Stroke treatment expansion at CUH face major delay due to vacant consultant post


Plans to expand life-saving stroke treatment at Cork University Hospital (CUH) face a major delay because of difficulties filling a key consultant post.

The recruitment problem means it could take up to a year before the thrombectomy service becomes available around-the-clock at CUH, which has the busiest inpatient stroke service in the country, treating more than 550 confirmed stroke patients each year, and another 500 potential stroke cases.

Currently the hospital’s thrombectomy service can be accessed Monday to Friday only, from 8am to 8pm, outside of which suitable patients – those who have suffered acute ischemic stroke – may be transferred to Beaumont Hospital for treatment.

It was due to expand to a 24/7 service last July, but failure to recruit a third consultant interventional neuro-radiologist put the plan on hold. Dr Liam Healy, clinical lead for stroke services at CUH, said a candidate had been interviewed and offered the post, but declined.

“We need a third interventional neuro-radiologist to go 24/7, so we are back to the drawing board. Realistically it could be another six to 12 months,” he said.

Thrombectomy is where the clot that caused the stroke is removed by mechanical means. The outcomes for patients can be dramatic, to the point of cure. CUH and Beaumont Hospital in Dublin are the only two stroke units in the country that provide thrombectomy. Beaumont is currently advertising for its fifth interventional neuro-radiologist. CUH takes referrals from all over Munster.

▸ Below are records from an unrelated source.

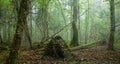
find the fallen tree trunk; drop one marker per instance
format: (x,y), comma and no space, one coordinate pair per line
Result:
(99,43)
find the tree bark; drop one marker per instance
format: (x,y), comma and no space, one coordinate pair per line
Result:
(74,41)
(112,28)
(22,18)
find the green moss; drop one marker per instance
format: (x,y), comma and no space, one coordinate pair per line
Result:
(87,62)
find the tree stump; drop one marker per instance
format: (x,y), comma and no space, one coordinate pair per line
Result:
(55,47)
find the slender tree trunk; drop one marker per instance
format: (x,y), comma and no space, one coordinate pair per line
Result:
(22,19)
(112,28)
(74,41)
(87,23)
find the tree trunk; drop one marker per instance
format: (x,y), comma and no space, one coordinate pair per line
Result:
(112,28)
(74,41)
(22,18)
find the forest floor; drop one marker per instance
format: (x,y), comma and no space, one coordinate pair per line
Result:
(96,55)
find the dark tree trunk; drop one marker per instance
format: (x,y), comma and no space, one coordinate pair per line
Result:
(22,18)
(112,28)
(74,41)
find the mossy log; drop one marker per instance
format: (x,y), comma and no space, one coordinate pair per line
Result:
(55,47)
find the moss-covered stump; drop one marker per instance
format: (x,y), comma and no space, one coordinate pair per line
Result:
(55,47)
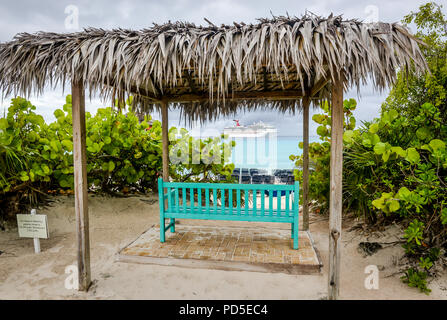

Some of the smaller units offer thrombolysis, where a drug is administered to dissolve the clot, but Dr Healy said this is “less powerful and less effective” than thrombectomy.

Dr Healy said CUH is hoping to apply for international accreditation for their unit from the European Stroke Organisation but they need a number of improvements first, including a 24/7 thrombectomy service, increased staffing levels and a therapy suite.

“It would be great for the people of Munster to have an externally accredited stroke centre,” he said.

The hospital has made a business case to management of the South-South West hospital group for a therapy suite/gym area on the stroke ward, which has been approved, but awaits funding.

Stroke patients often require physiotherapy, occupational therapy and speech and language therapy as part of their recovery.

CUH has an early supported discharge team which Dr Healy describes as “a great service” but at the moment, about 10% of patients are discharged with this support, while the target is 25%. Team includes a physiotherapist, an occupational therapist and a part-time speech-and-language therapist.

Dr Healy said a number of recent reports had shown a higher mortality rate at CUH for ischemic stroke patients when compared to similar hospitals, which gave “pause for thought”. However it was important to recognise that CUH dealt with complex cases.

“We attract the most severe stroke patients and that carries an increased mortality burden,” he said.

    There are three main types of stroke:

  • transient ischemic attack (TIA, a mild form of stroke),
  • ischemic stroke, and
  • hemorrhagic stroke.

It’s estimated that 87% of strokes are ischemic – when blood flow to the brain is blocked by a blood clot.